La pandemia puede ser una cuestión global, que aunque se ve como una “tormenta” que afecta a todas las personas, es necesario recalcar una vez más que no estamos remando bajo las mismas condiciones ni contextos. Nos encontramos en un momento en el que se replantean preguntas sobre las vacunas, ya sea en cuanto a su acceso y obligatoriedad. Las brechas de desigualdad nos revelan que mientras en los países de ingresos altos el 67.3% de la población se encuentra completamente vacunada y que han comenzado con una tercera dosis de refuerzo; los países de ingresos bajos sólo cuentan con 2.9% de personas en el mismo estado. Adicionalmente, a modo de reflexión, algunos de esos mismos países de ingresos altos cuentan con sectores poblacionales que están en contra de la vacuna y que mencionan que su obligatoriedad sería un atentado a sus garantías mientras que algunos epidemiólogos temen que de no vacunarse, el virus seguirá mutando al punto de que las vacunas actuales se verán reducidas en su capacidad de protección.

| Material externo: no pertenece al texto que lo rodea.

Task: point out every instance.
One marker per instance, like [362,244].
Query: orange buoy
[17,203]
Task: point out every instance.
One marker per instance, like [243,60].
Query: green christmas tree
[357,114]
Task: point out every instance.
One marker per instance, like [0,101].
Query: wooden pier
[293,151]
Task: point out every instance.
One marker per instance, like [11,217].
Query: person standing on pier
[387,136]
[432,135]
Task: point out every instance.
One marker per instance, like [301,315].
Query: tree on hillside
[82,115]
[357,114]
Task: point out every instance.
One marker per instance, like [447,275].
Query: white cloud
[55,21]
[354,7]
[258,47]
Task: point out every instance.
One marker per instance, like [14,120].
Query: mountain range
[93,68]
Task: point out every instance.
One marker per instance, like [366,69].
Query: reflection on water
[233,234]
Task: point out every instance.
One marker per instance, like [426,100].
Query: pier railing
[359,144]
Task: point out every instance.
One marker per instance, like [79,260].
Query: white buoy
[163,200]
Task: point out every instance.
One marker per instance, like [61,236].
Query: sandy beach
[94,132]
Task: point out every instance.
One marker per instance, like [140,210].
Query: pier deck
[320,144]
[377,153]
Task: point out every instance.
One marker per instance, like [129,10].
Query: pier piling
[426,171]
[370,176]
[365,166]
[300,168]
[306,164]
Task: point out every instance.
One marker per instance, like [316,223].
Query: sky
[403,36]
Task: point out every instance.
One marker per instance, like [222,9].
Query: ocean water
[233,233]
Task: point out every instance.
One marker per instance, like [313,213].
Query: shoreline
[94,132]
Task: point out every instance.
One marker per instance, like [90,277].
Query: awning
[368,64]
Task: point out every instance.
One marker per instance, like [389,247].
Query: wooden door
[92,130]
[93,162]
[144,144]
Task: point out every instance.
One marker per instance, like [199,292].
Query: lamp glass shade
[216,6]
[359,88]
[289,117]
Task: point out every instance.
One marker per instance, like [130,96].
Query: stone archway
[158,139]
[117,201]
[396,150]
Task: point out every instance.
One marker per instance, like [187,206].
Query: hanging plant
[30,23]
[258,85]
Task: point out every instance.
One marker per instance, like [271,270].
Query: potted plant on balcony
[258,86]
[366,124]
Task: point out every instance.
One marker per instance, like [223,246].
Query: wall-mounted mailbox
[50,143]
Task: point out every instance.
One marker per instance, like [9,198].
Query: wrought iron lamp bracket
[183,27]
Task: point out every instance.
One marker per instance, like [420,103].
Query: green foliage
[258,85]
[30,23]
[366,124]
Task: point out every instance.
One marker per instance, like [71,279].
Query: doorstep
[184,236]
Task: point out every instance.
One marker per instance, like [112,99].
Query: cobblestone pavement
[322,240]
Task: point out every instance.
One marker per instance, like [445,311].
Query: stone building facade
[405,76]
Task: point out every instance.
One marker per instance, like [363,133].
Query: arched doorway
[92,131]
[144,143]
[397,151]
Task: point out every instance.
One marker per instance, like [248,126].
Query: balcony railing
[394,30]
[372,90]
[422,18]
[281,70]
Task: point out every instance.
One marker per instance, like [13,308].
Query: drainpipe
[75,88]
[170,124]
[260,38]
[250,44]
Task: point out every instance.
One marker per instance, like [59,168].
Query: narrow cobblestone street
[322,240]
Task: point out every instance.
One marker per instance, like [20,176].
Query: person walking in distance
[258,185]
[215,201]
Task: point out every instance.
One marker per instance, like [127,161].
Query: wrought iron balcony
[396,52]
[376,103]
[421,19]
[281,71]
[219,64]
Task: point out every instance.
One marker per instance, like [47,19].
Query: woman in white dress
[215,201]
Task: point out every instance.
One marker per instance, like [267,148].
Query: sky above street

Las desigualdades existentes nutren y se ven nutridas con las noticias acerca de la variante omicron, llamada así para evitar que las personas piensen que es un virus nuevo o que se confunda con el presidente actual de China. Aunque la variante se haya registrado en Sudáfrica, se ha confirmado que ya había registros en Europa, por lo que aislar con restricciones de viaje y la señalización de la región como la “causante” de esta nueva ola sólo demuestra la falta de empatía y solidaridad en un reto de magnitudes globales.